> If it's not properly handled, it's also likely not properly logged Then you're...

zzyzxd · on July 11, 2024

> Verbose logs are simply a pain in the arse, unless you have a massive processing system. but even then it just either kneecaps your observation window, or makes your queries take ages.

which is why this blog post brags about their capability. Technologies advances, and something difficult to do today may not be as difficult tomorrow. If your logging infra is overwhelmed, by all means drop some data and protect the system. But if Binance is happily storing and querying their 100PB logs now, that's their choice and it's totally fine. I won't say they are doing anything wrong. Again, we are talking about blue moon scenarios here, which is all about hedging risks and uncertainties. It's fine if Netflix drops a few frames of pictures in a movie, but my bank can't drop my transaction.

Wingy · on July 11, 2024

How about only save the verbose logs if there’s an error?

chhabraamit · on July 11, 2024

yup, nice idea. keep collecting logs in a flow and only log when there is an error. Or

Start logging in a buffer and only flush when there is an error.

growse · on July 13, 2024

I think this works well if you think about sampling traces not logs.

Basically, every log message should be attached to a trace.
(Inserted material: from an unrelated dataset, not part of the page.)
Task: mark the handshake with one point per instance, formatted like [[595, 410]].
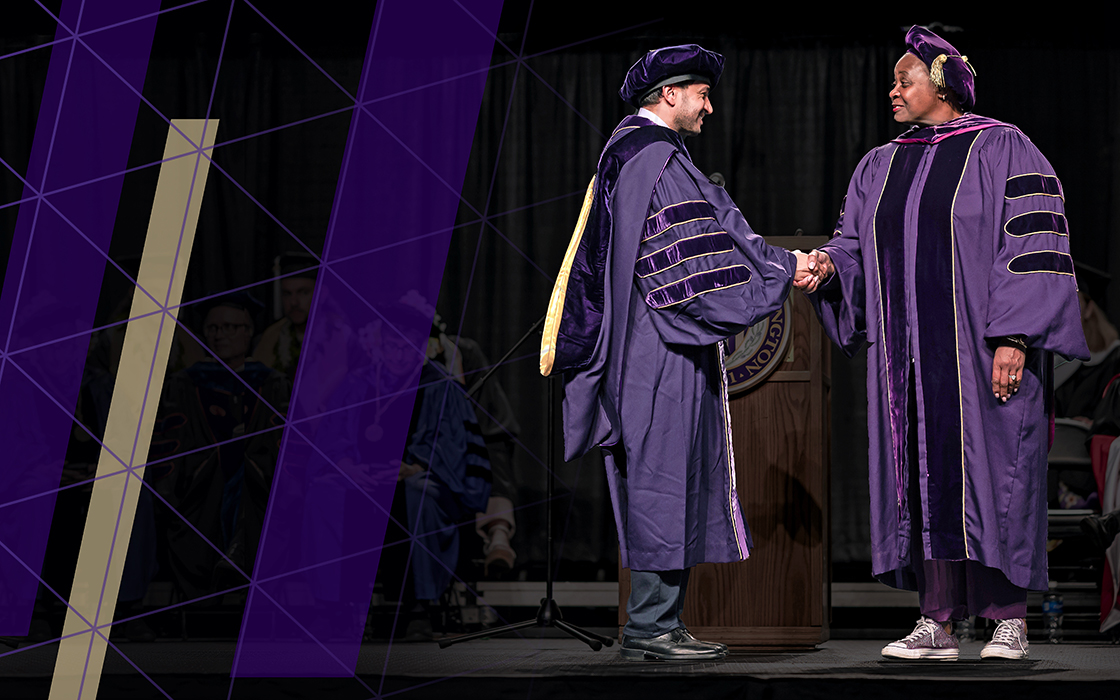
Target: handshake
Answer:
[[813, 268]]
Then, you might choose to throw away the trace data based on criteria, e.g. throw away 98% of "successful" traces, and 0% of "error" traces.

The (admittedly not particularly hard) challenge then is building the infra that knows how to essentially make one buffer per trace, and keep/discard collections of related logs as required.

mnutt · on July 11, 2024

It sounds nice, but also consider: 1) depending on how your app crashes, are you sure the buffer will be flushed, and 2) if logging is expensive from a performance perspective, your base performance profile may be operating under the assumption that you’re humming along not logging anything. Some errors may beget more errors and have a snowball effect.

yepitsthat · on July 12, 2024

Both solved by having a sidecar (think of as a local ingestion point) that records everything (no waiting for flush on error), and then does tail sampling on the spans where status is non OK - i.e. everything thats non OK gets sent to Datadog, Baselime, your Grafana setup, your custom Clickhouse 100PB storage nodes. Or take your pick of any of 1000+ OpenTelemetry compatible providers. https://opentelemetry.io/docs/concepts/sampling/#tail-sampli...

Pattern is the ~same.

yepitsthat · on July 12, 2024

You're nearly there. Tail sampling on non OK states.

https://opentelemetry.io/docs/concepts/sampling/#tail-sampli...